Source of Support: GCL is currently receiving support from an NIH T32 grant (Research Training in Alimentary Tract Surgery, DK007754-13).
This manuscript was presented as a podium presentation at the American Society for Colon and Rectal Surgery Annual Scientific Meeting, Nashville, TN, May 19–23, 2018.
Appendix 1.
Histology codes used to define AIN III and anal squamous cell carcinoma, with a primary site of “Anus, Anal Canal and Anorectum”.

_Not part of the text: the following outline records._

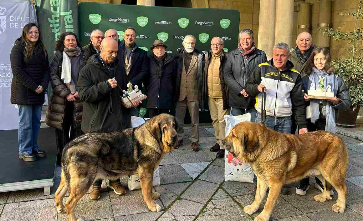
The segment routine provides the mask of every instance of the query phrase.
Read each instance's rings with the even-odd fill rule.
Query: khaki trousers
[[[212,98],[208,97],[208,106],[211,113],[212,125],[216,134],[216,143],[219,144],[221,149],[224,149],[221,142],[225,136],[226,123],[223,116],[229,114],[230,109],[223,110],[223,102],[222,98]]]
[[[192,142],[198,143],[199,136],[198,128],[199,125],[199,101],[189,101],[185,97],[183,101],[176,102],[175,120],[176,121],[176,132],[178,140],[181,140],[184,137],[184,118],[187,112],[187,107],[189,111],[192,121]]]

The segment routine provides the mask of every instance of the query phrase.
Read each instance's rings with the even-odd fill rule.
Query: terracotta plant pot
[[[357,106],[357,108],[353,110],[353,106],[351,106],[346,111],[339,111],[335,124],[337,126],[343,127],[353,127],[356,126],[355,121],[360,108],[360,106]]]

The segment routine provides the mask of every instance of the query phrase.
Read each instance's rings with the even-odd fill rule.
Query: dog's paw
[[[57,207],[57,212],[58,212],[58,213],[65,213],[66,208],[64,205],[62,205],[59,207]]]
[[[254,221],[269,221],[269,219],[266,219],[262,216],[258,215],[254,217]]]
[[[329,194],[329,193],[328,193],[327,192],[326,192],[326,193],[323,192],[321,194],[315,196],[314,199],[315,200],[315,201],[322,202],[326,201],[327,200],[331,200],[332,198]]]
[[[243,211],[249,215],[252,215],[256,213],[258,209],[258,208],[256,208],[251,205],[248,205],[245,206],[243,208]]]
[[[160,212],[161,211],[161,207],[158,204],[155,204],[155,205],[151,208],[149,207],[149,209],[152,212]]]
[[[156,200],[160,197],[160,193],[158,192],[154,192],[152,193],[152,199]]]
[[[344,212],[345,210],[345,206],[342,206],[338,205],[338,203],[333,205],[331,207],[331,209],[336,213],[342,213]]]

Type of histology | ICD-O-3 code |
---|---|
AIN III | |
Squamous cell carcinoma in situ, NOS | 8070/2 |
SCC, keratinizing, NOS, in situ | 8071/2 |
SCC, large cell, non-keratinizing, in situ | 8072/2 |
SCC in situ with question of stromal invasion | 8076/2 |
Squamous intraepithelial neoplasia, grade III | 8077/2 |
Bowen disease | 8081/2 |
Anal squamous cell carcinoma | |
Neoplasm, malignant | 8000/3 |
Carcinoma, NOS | 8010/3 |
Squamous cell carcinoma, NOS | 8070/3 |
SCC, keratinizing, NOS | 8071/3 |
SCC, large cell, non-keratinizing | 8072/3 |
SCC, micro-invasive | 8076/3 |
Basaloid squamous cell carcinoma | 8083/3 |
Basaloid transitional cell carcinoma | 8123/3 |
AIN: anal intraepithelial neoplasia; ICD-O-3: International Classification of Diseases for Oncology; NOS: not otherwise specified; SCC: squamous cell carcinoma
Footnotes
A video abstract has been attached to our manuscript, as Supplemental Digital Content.
Conflicts of Interest: The authors have no conflicts of interest.